The drumbeat is again sounding for a return to wholesale price caps in California’s electricity market. While well intentioned, such a move would be a grave mistake.
Price controls have a history of distorting markets where competitive prices are possible, leading to shortages of supply, inadequate investment, over-consumption, and a myriad of other problems. In the case of California’s electricity crunch, a return to price caps would only increase the threat of blackouts, as the supply of electricity would not keep pace with California’s appetite for power. Unfortunately, state leaders pushing for price caps ignore history’s lessons and seem destined to repeat past mistakes.
California already experimented with price caps and it was a dismal failure. As California’s wholesale power prices rose rapidly in the spring of 2000, the state Independent System Operator (ISO) quickly imposed a price cap. As a result, the amount of power supplied to the state decreased as suppliers pursued more lucrative opportunities elsewhere, selling their power in states without price caps. In fact, imported electricity declined 33 percent in 2000 from the previous year.
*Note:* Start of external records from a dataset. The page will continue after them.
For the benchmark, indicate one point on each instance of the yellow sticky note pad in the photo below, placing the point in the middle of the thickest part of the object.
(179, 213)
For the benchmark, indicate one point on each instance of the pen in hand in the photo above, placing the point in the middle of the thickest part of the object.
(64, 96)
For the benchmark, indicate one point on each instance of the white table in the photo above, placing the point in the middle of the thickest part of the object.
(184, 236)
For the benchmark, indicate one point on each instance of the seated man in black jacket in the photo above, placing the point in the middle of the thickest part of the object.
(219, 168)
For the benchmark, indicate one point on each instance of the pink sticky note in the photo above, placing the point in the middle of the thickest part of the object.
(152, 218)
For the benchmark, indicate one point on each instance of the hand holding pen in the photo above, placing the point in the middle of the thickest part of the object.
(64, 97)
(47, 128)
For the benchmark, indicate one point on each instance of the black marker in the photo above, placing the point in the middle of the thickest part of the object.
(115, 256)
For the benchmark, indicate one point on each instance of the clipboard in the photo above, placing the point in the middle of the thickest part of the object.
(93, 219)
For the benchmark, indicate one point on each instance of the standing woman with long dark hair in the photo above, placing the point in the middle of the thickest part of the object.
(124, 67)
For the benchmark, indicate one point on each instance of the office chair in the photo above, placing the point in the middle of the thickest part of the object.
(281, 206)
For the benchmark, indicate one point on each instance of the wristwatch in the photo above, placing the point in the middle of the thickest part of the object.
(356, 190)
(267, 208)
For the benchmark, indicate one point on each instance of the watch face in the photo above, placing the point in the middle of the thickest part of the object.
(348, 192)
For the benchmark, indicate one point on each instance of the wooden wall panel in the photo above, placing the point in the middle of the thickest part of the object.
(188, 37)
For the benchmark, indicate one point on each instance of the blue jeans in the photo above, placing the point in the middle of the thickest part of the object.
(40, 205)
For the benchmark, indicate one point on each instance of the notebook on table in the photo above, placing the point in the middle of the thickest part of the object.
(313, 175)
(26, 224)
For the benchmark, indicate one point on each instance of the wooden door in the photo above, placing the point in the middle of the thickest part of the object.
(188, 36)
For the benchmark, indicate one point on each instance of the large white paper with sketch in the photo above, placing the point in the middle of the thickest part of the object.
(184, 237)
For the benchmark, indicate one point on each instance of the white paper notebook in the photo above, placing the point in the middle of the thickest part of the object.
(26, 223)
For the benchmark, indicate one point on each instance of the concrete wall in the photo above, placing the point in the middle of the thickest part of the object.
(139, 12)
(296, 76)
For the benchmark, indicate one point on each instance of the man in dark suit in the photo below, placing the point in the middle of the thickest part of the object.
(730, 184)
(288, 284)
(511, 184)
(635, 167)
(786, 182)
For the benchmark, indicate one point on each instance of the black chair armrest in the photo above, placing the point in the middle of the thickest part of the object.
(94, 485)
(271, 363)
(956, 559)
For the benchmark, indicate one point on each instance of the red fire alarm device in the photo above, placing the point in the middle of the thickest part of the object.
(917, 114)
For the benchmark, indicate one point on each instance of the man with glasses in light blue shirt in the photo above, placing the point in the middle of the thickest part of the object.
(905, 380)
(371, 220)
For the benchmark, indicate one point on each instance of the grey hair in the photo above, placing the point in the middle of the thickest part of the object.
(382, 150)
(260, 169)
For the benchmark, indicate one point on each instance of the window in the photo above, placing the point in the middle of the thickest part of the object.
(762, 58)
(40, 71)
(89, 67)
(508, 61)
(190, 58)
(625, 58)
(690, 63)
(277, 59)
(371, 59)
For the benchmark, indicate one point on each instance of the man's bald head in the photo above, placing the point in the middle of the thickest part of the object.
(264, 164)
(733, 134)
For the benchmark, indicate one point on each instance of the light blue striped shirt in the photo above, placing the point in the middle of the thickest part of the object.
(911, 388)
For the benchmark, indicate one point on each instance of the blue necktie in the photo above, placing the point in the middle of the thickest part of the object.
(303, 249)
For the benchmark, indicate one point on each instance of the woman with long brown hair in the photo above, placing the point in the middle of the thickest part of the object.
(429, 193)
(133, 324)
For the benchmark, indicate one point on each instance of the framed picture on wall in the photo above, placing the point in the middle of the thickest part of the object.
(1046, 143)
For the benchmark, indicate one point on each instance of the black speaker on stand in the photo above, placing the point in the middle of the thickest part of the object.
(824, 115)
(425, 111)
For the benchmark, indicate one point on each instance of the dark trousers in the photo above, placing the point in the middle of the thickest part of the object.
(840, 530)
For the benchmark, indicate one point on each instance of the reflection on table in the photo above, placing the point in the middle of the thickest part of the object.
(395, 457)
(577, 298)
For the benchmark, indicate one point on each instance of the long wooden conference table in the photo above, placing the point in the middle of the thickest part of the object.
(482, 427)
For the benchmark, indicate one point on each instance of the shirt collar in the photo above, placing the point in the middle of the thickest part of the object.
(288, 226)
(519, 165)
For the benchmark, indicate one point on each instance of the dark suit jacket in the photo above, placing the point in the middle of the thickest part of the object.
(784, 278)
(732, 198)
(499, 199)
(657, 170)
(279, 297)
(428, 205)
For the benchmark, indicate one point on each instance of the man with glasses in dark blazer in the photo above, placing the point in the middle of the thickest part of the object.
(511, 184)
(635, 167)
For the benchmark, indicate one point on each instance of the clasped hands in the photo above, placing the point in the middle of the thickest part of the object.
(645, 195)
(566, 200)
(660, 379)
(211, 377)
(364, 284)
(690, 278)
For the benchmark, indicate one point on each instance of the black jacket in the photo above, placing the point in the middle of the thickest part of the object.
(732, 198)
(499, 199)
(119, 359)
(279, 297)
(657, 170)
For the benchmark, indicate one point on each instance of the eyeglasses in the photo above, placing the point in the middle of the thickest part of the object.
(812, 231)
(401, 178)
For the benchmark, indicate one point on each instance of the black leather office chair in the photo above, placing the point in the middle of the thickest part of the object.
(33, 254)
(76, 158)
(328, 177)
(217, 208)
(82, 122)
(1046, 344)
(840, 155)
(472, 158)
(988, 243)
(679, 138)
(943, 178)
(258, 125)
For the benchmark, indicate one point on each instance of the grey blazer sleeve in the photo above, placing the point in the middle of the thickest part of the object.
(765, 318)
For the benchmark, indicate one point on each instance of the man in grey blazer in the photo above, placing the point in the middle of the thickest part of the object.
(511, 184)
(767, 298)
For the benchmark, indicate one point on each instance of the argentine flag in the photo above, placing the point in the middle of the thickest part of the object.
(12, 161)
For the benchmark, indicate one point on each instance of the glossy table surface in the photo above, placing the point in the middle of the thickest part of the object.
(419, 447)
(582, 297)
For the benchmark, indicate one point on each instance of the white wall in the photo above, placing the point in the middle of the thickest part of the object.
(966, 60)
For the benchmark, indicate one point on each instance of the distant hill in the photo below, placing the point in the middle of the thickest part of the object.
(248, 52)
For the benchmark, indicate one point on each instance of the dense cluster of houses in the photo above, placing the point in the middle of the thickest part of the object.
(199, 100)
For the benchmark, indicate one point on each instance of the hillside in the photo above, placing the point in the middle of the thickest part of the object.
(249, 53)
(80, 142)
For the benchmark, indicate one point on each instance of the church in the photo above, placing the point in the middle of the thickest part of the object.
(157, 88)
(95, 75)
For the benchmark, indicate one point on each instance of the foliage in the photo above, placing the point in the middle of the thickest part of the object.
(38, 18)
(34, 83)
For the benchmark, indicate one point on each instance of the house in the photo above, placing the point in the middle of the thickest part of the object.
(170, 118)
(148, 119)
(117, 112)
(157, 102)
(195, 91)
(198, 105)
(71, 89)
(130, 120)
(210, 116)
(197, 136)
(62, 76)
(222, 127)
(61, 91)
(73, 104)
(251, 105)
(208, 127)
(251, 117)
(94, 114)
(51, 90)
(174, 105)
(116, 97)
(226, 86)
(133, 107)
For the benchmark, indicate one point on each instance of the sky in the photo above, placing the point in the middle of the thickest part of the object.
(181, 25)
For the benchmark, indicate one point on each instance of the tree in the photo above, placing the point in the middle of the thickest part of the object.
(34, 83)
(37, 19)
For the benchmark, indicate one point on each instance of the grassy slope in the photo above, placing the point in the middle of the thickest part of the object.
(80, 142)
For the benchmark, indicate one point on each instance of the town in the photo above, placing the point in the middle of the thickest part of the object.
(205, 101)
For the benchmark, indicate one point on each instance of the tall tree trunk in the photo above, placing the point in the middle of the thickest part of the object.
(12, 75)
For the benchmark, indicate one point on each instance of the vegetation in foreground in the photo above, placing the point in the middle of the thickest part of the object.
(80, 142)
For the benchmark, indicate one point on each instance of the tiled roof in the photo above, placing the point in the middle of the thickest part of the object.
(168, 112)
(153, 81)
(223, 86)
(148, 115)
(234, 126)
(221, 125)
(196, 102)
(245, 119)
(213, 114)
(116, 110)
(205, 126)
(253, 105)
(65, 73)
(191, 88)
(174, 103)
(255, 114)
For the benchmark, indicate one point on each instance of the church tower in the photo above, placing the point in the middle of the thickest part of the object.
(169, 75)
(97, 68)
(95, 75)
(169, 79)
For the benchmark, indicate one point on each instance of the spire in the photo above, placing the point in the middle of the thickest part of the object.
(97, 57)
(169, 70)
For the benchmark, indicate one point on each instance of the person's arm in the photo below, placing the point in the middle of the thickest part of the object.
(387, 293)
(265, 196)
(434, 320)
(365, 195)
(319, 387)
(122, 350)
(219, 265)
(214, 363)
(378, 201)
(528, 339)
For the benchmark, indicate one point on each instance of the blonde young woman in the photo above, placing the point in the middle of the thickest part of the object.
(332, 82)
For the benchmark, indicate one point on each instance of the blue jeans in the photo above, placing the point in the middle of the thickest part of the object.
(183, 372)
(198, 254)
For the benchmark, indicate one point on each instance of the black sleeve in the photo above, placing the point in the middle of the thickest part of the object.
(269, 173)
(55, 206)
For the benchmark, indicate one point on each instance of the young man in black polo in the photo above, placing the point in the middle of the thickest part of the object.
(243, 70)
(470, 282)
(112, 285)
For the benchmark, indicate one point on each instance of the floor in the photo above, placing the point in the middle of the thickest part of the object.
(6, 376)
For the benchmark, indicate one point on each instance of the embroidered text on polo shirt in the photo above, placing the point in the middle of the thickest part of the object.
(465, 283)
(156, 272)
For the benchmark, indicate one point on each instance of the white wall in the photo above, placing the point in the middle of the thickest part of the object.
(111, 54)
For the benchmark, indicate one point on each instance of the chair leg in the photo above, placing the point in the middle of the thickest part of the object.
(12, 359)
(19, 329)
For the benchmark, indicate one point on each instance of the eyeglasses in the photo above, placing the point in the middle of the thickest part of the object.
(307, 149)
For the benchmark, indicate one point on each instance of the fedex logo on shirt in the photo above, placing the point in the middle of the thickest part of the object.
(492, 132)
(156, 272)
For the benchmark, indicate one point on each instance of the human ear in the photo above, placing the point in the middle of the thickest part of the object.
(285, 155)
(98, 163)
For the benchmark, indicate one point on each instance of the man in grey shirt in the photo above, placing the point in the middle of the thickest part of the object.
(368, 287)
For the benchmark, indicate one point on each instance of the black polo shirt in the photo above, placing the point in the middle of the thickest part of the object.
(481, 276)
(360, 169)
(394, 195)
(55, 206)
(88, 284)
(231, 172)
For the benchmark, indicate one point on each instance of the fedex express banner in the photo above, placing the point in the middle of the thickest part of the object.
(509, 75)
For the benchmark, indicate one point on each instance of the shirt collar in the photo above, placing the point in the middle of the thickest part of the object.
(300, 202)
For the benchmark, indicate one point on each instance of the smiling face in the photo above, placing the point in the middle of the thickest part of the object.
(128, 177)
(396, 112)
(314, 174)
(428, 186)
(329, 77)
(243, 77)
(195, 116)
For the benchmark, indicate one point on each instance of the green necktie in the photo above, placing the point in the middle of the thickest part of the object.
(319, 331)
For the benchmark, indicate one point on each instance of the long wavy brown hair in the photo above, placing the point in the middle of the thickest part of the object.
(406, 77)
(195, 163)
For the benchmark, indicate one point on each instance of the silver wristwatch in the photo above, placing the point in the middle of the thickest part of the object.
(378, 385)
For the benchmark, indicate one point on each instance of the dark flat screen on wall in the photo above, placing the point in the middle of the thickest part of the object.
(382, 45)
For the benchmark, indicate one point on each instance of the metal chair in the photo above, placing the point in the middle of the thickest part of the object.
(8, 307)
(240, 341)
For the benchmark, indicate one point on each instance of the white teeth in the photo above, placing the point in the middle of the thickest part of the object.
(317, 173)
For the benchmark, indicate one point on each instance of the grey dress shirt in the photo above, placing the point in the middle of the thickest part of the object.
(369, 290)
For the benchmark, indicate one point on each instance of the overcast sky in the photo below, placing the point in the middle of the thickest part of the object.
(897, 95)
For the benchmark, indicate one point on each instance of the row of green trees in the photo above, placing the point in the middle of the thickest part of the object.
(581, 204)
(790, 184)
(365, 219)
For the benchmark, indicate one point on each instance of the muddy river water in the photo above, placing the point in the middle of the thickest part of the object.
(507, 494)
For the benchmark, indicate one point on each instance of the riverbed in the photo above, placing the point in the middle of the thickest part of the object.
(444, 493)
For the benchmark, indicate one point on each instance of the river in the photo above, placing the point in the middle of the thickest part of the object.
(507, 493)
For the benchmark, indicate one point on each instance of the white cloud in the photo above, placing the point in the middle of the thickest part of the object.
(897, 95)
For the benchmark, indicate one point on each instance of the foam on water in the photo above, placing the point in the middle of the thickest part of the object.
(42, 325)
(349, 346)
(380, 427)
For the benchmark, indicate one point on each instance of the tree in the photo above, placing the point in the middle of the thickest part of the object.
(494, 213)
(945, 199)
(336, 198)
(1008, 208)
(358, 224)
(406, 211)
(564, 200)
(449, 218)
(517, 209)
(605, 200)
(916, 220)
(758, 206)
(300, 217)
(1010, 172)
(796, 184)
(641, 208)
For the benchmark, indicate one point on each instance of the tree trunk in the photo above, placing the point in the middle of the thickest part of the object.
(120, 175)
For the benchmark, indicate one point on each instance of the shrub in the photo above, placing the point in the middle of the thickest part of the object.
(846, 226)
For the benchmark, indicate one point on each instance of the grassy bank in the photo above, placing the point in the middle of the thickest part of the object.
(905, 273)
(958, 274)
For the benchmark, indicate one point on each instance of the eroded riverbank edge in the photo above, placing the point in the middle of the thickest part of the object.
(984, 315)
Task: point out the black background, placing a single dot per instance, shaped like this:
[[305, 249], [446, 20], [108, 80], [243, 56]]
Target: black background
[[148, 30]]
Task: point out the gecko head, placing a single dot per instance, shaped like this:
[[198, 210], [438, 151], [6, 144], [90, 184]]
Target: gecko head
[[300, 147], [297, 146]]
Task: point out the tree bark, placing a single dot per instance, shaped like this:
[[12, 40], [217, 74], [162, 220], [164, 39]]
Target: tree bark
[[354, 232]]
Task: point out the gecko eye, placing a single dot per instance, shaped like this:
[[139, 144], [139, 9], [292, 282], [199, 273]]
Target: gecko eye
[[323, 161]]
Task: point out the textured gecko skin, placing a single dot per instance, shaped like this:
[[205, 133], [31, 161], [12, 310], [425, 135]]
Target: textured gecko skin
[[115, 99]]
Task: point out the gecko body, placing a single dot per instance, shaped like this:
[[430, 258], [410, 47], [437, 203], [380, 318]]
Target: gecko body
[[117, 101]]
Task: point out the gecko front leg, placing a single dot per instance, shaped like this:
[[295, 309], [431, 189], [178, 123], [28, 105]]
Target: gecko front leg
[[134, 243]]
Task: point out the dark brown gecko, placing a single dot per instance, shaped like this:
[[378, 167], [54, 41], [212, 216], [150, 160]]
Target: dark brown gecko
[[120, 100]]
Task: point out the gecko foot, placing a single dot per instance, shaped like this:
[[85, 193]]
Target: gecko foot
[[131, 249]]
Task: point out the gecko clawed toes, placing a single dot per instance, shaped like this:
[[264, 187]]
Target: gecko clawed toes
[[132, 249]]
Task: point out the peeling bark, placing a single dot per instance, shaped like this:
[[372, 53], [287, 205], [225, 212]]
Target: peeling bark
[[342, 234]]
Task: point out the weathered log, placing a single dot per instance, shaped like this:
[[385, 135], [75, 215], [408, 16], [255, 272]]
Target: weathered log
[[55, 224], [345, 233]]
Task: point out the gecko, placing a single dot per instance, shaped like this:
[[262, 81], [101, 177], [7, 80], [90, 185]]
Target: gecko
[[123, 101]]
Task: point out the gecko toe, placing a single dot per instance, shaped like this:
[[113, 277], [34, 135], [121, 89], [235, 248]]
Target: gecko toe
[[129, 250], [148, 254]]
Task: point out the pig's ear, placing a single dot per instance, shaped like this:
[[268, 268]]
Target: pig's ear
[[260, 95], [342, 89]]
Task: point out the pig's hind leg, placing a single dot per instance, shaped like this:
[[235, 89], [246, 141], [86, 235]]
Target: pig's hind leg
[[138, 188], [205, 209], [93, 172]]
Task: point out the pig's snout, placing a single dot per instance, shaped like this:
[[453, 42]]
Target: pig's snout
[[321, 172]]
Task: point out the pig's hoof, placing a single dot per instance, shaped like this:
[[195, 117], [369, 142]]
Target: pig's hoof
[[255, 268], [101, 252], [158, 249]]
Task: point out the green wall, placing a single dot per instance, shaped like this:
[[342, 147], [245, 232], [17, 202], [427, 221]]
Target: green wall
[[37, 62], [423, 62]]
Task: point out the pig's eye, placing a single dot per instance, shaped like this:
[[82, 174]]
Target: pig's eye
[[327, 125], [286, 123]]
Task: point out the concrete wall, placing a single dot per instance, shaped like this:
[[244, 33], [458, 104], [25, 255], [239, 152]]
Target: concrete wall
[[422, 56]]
Consumer prices in two-thirds of the state were not affected and consumers did not reduce demand. Scarcity turned into outright shortages. ISO staffers spent much of their time rounding up power to keep the lights on hour by hour rather than tending to the needs of the grid. As supplies continued to fall, the ISO eventually lifted the caps to avert blackouts.
When a similar situation occurred across the Midwest in 1998, policy-makers pursued a dramatically different course which resulted in a dramatically different outcome. Policy-makers let market prices rise to attract both power and investment to the region, and now new power plants are being built.
So, if price caps are not the solution, what is?
California must choose between two directions for its electricity market to move out of its current dysfunctional state: a state takeover of the market, which is the direction Gov. Gray Davis’ policies are leading, or a transition to a deregulated market with real choices for customers. Given the success of deregulating electricity generation in states like Pennsylvania and Texas, California should pursue the latter course. But the transition will not be easy.
First and foremost, California must articulate a vision of moving toward competition that will encourage new suppliers to enter the market. Too many state leaders are offering isolated policy ideas and conflicting proposals that do not inform the market in what direction policy is moving and what end state is sought. In other cases, the state is hanging a “business not welcome” sign on the door by scaring off would-be suppliers with high-pitched rhetoric and threats of state takeovers.
Once a clear vision is laid out, California will need to move toward a system where consumers pay market prices for electricity, as this is the only way to ensure that demand does not outpace supply. But this move will inevitably cause some transition pains. Laying out a clear plan for this transition will make it easier for the public to deal with.
The state also can encourage utilities to implement real-time pricing and metering so consumers can adjust their use of electricity as prices change. Again, by providing more information, customers are better able to manage this transition.
But the state should ensure that utilities do not simply pass all of their previous losses onto consumers through increased prices. The utilities helped contribute to the problem and must shoulder some of the costs.
Finally, if the state is going to move to a truly competitive market, utilities must be free to purchase power competitively. Rather than trying to oversee every transaction through a central pool, the state should encourage a voluntary, independent competitive exchange and develop bidding rules that attract both buyers and sellers, and enable utilities to purchase long-term contracts at lower prices.
Granted, the electricity crisis is no simple problem that the state can solve with the stroke of a pen or public speech about the need for conservation. Without a doubt, it is going to cause some pain.
But beyond the short-term difficulties, California can still emerge with a robust, reliable power supply that encourages new investment, empowers consumers to choose providers of their choice, and lowers the cost of the fuel our state’s high-tech economy runs on. A return to price caps would all but eliminate that prospect and shatter California’s track record as a forward-looking source of new ideas.
Adrian Moore is Vice President of Reason Foundation.
Lynne Kiesling is director of applied energy research at the International Foundation for Research in Experimental Economics and an adjunct scholar at the Reason Foundation.